Home - NLP-Suite/NLP-Suite GitHub Wiki

NLP Suite

GitHub release (latest by date)

WE ARE WORKING ON A NEW WEB-BASED APPROACH TO THE INSTALLATION AND RUNNING OF THE NLP SUITE BASED ON DOCKER. CLICK HERE TO PREVIEW.

Click here to open the download page and install the current release of the freeware, open source NLP Suite package.

Click here to view Release history, a complete list of bug fixes and new algorithms for current and past NLP Suite releases.

NLP Suite logo

What is the NLP Suite

In an age of BIG DATA, the purpose of the freeware, open-source NLP Suite is rather to provide humanists and social scientists a wide range of computational tools for the analysis and visualization of smaller datasets, the more typical datasets humanists and social scientists use (e.g., the works of one Nobel Prize winner, a handful of in-depth interviews, a few thousand newspaper articles).

Furthermore, the NLP Suite is designed for non-specialists, for scholars with no knowledge or little knowledge of Natural Language Processing. As Rafael Piloto puts it, our target user is a fourth grader.

The NLP Suite runs on either Windows or Mac Operating Systems. Many of the core algorithms of the current release of the NLP Suite work for the English Language only (e.g., Stanford CoreNLP, WordNet). Check out supported OS & language.

The NLP Suite is a freeware, open source package, nearly all written in Python, that for specialized tasks relies on a wide range of freeware Python packages and external software (from Stanford CoreNLP to Stanza, Gephi, Google Earth Pro, Google Maps, MALLET, SENNA, WordNet).

A brief history of the NLP Suite

The idea of the NLP Suite came out of Franzosi's life-long work on computer-assisted textual analysis using PC-ACE (Program for Computer-Assisted Coding of Events) and of the recent teaching of Big/Small Data & Visualization (Emory Soc/Ling/QTM 446W) in the Spring semester of 2016. To the handful of NLP Java files in PC-ACE written by Alberto Purpura in the Fall 2016, we started adding a few Python scripts written by students (e.g., a Python wrapper of Stanford CoreNLP). These Python scripts were run from command line independently of PC-ACE, could only process one or a handful of files, were not user friendly and were very buggy and slow.

In the Spring semester of 2019, with Jack Hester as TA, we worked hard to improve the Python algorithms and to introduce Graphical User Interface (GUI) in Tkinter for the major scripts.

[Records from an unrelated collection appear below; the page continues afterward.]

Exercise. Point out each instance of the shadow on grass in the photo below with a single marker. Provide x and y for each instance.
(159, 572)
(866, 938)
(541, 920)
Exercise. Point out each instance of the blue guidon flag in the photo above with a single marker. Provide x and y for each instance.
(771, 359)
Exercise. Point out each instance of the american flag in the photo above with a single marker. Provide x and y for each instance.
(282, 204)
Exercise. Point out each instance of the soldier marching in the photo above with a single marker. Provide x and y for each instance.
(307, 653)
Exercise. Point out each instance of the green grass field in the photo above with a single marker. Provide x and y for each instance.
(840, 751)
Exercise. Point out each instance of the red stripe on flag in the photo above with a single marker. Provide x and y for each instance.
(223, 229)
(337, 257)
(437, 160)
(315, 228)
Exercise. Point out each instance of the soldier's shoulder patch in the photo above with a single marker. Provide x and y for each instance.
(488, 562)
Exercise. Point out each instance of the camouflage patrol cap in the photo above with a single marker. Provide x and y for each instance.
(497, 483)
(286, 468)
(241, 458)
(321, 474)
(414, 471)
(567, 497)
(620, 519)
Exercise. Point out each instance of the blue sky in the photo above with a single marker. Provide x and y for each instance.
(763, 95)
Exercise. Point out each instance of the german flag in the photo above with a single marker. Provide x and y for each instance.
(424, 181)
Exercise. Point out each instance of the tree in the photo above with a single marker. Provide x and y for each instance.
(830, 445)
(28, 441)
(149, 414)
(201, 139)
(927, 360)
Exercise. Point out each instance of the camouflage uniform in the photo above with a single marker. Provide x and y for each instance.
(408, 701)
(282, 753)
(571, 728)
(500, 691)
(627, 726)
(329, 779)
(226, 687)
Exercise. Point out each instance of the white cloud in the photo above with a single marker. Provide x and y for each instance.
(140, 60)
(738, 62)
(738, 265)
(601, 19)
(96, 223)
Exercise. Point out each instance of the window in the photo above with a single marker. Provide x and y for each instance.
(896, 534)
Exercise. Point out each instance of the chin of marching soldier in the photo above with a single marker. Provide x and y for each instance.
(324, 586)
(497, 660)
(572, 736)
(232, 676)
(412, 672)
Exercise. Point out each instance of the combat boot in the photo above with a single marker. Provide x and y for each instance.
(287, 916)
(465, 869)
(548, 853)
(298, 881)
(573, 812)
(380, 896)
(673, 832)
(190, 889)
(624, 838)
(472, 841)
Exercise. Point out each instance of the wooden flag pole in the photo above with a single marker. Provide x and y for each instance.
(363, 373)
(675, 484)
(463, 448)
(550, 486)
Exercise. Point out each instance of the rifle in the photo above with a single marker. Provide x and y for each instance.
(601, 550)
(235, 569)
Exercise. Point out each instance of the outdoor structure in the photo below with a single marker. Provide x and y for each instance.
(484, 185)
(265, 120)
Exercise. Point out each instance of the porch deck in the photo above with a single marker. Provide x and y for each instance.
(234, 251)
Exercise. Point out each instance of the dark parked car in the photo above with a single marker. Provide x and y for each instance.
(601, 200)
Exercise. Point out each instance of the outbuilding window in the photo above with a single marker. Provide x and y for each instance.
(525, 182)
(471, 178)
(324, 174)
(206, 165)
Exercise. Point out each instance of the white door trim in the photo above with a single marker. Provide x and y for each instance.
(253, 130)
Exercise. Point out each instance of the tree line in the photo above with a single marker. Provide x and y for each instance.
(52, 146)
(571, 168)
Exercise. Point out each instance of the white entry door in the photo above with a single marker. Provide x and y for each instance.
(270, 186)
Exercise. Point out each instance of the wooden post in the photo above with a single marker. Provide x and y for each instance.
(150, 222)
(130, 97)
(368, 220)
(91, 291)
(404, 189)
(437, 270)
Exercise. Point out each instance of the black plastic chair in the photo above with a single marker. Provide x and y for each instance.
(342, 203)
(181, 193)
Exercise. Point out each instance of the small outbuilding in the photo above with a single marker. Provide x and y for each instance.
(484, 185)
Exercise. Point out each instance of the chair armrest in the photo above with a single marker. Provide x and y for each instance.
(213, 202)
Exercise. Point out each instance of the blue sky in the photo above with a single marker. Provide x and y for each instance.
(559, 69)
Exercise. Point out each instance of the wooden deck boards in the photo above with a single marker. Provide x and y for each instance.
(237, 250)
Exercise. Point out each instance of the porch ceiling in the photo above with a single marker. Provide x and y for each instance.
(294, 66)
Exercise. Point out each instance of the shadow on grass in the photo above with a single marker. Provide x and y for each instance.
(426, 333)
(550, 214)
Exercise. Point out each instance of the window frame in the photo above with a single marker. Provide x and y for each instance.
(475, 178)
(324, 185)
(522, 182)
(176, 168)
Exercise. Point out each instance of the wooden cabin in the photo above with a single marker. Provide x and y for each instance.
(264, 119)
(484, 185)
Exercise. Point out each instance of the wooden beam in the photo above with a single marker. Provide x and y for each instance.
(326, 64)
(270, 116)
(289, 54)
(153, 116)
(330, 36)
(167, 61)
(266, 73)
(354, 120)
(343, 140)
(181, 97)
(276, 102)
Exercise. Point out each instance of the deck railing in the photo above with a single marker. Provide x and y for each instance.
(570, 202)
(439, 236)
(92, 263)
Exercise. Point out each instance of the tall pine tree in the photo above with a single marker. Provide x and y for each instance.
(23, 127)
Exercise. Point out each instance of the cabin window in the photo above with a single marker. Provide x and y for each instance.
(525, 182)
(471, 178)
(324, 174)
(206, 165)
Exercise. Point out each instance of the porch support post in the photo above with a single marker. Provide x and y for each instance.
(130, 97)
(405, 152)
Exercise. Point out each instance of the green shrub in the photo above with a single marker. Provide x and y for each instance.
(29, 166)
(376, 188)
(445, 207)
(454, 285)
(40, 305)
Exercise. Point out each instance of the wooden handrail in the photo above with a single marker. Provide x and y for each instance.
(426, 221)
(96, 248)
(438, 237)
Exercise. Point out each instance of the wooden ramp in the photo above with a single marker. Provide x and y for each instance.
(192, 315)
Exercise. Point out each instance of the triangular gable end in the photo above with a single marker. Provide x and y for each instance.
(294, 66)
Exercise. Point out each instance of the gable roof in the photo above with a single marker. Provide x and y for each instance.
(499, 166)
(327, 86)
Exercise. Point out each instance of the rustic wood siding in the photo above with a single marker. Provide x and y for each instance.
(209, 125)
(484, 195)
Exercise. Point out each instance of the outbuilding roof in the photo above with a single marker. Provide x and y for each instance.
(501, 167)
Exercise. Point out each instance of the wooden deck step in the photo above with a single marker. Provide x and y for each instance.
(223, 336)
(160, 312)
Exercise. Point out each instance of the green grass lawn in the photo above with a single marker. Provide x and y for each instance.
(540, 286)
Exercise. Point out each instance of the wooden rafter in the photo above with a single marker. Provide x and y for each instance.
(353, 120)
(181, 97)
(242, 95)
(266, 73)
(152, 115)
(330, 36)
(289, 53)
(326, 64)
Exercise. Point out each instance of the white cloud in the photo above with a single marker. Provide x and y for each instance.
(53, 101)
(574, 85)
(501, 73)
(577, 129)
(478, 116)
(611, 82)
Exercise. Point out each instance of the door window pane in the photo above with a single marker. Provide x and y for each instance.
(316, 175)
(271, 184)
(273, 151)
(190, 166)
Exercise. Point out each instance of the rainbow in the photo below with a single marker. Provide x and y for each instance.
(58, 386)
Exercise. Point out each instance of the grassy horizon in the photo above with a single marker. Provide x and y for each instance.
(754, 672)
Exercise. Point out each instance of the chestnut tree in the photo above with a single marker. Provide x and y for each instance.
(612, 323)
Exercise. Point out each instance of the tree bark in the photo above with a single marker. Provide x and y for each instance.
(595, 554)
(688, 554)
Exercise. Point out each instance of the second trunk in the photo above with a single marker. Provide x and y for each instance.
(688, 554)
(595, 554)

In the summer of 2019, while a visiting professor at the University of Urbino, Italy, Franzosi decided to learn Python (with the help of Marco Cappellacci) to keep up with what student collaborators were doing. Franzosi made it his obsession to continuously improve the user interface, generalize the scripts, and structure the package.

In the Fall semester 2019, with Josh Karol as TA, we abandoned PC-ACE altogether and focused on improving the growing number of Python scripts and the GUIs.

As we were exchanging Python files over email, collaborators Yi Wang and Brett Landau started urging Franzosi to setup the package in GitHub. Swamped with development work, Franzosi resisted having to learn new things until, in the Spring 2021, Rafael Piloto took the time to setup the NLP Suite GitHub page and here we are. And yes, learning the ins and outs of GitHub was not easy; not to mention writing all the documents for first-time users. Wei Dai wrote the scripts to install the NLP Suite with ongoing improvements. Franzosi continued to work on the user interface, developing the online ?HELP, Read me, videos, reminders, TIPS and, with hundreds of functions and scripts, the structure of the NLP Suite. At the same time, he has continued to work with his team on extending the range of NLP tools available in the NLP Suite.

In the Spring semester 2024, Rafael Piloto designed the new web-based approach to the NLP-Suite and new installation based on Docker and managed the team that worked on the project: Aiden Amaya, Calla Gong, Isaac (William) Light, and Sherry Rui.